Sale of non-existent or near non-existent things
These sales were prohibited in the context of yet unborn offspring. This has wide-spread application in the present-day context.
Sale of things that cannot be delivered
These sales include fish in the sea and bird in the sky and are prohibited. Though the bird or the fish might eventually be caught and delivered on time, it is impossible to point to a specific or give ample description before the contract is accepted.
Sale involving ignorance or doubt
This typically refers to doubt with respect to the price, or consideration paid. An example of this is contracting to sell a commodity on “market price” where the term “market price” has not been defined in units of money.
Two sale proposals in one
This refers to proposing (first step of the contract) to sell one object at one of two different prices. For example, a proposal to sell a widget at $100 in cash or $150 six months hence is invalid even though the two proposals are valid on their own, independent of each other.
Sale of an impurity
Things considered unclean in Islam like wine, pork, meat of a dead animal and blood, to name a few.
Sale of water
Most jurists allow sale of water if it is from a privately owned source, though the Dhaheri scholars state the sale of water to be prohibited whether from a public or a private source (e.g., fountain or a well). One may, however, charge for the effort to retrieve or treat this water.
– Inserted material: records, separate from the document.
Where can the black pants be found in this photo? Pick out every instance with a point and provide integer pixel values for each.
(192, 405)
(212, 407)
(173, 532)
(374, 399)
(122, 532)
Sale of something before receiving the price
The Prophet said, narrated by Ahmad and Muslim from Jaber, “If you have bought foodstuff, do not sell it until you have received it in full.”
Sale of ‘inah
‘Inah or deferred-payment contract is a special arrangement whereby Party A sells an object to Party B for Price X to be paid at a later time and then purchases it back from Party B at Price Y in cash, where Y is lower than X. This effectively results in creating a ribaa like transaction. This sale is considered nugatory or invalid by all jurists, except a small minority among the Shafe’i and Dhaheri schools, who consider it makruh. Unfortunately, this type of sale contract is widely used in Islamic banking in Malaysia based on the minority opinion. We will discuss this is more detail later.